The two Naga leaders from the Indian side, Wangtin Naga and P. Tikhak, expelled by none other than Khaplang himself, fought with the Myanmar authorities for these rights. These two were the architects of Khaplang’s authority in parts of Sagaing Region. Was it not a reflection of their commitment to a pan-Naga political and social identity? For us, the concerns of our brothers and sisters in Myanmar were as dear as those of our brothers and sisters in India. Both Khole Konyak and Kitovi Zhimoni parted ways with Khaplang, though these two leaders had stood by him and did not consider him a “Burmese Naga”.
Who, then, broke this bond? Who divided the Nagas into Myanmarese and Indian? Who gave the identity of “Indian Nagas” to us? Who betrayed the Naga cause? The answer is Khaplang. Khaplang exploited both leaders, who knew English, to ink the historic agreement with Myanmar only to enjoy its fruits with his Myanmarese brothers. When it came to a similar ceasefire with the Indian government, he opposed it tooth and nail. When it came to political dialogue with India, Khaplang wanted to wait for talks with the NSCN-IM (the Isak Chishi Swu and Thuingaleng Muivah faction) to fail. Khaplang did not have any stake in a political settlement with the Indian government. This was political opportunism at its worst. Khaplang is answerable to the Nagas of the world as to why he has created Nagas within Nagas.
Khaplang is a fatherly figure (baba) in Naga society, and Nagas respect their elders. But one should deserve and inspire that respect through actions, not fear. Regarding Wangtin’s statement “to my great baba as no son has any bad intention towards his father”, he was not talking about the post-split period, but the one prior to it, when he tried to convince Khaplang to take into consideration several problems faced on the Indian side. But Khaplang turned a deaf ear to his pleas, thinking Wangtin was doing so only for his own benefit. That’s why he clarified that a son can never have any bad intentions towards his father. His pleas were meant to save the organisation from sinking because of the backbiters. Ultimately, it culminated in the current state of affairs. Therefore, it was not at all an apologetic statement as made out by Baruah.

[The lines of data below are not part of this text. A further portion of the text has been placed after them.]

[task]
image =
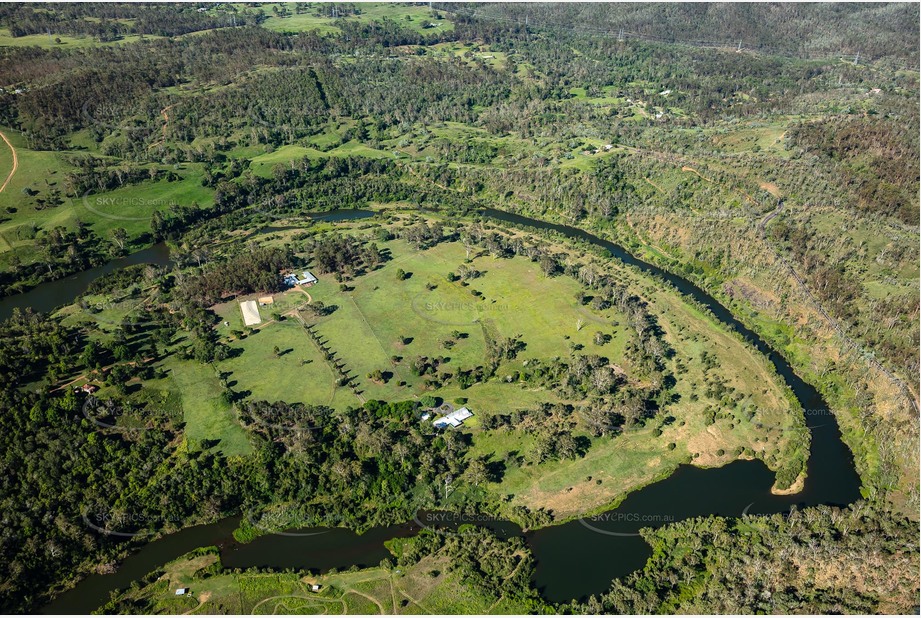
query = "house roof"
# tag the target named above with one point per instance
(455, 419)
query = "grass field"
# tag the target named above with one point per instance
(418, 17)
(66, 41)
(207, 417)
(380, 322)
(43, 172)
(427, 587)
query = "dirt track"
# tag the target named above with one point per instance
(15, 162)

As regards Khaplang’s influence on the Indian side, a few incidents of violence by fugitive followers don’t prove his influence. Indeed, the rising public resentment against violence and the call for non-cooperation speak against it. Sooner rather than later, the truth will prevail. There is a pantheon of Naga leaders who have sacrificed themselves at the altar of the Naga cause. Khaplang does not even merit a mention.
His protection to other Indian insurgent groups in Myanmar is not because of his influence. It is a marriage of convenience. Other groups take advantage of his ceasefire with Myanmar to seek refuge, while Khaplang takes “protection money”. As regards whether India should learn from Myanmar on how to deal with Khaplang, whether Indian security forces have the capacity to contain the NSCN-K, whether Myanmar will extend a helping hand by not allowing Khaplang to use its soil, and whether India can solve the Naga issue only by talking to the NSCN-IM, it is for the Indian government to ponder. In any case, nothing can be farther from the truth than equating the NSCN-K with Myanmar in the context of India’s engagement.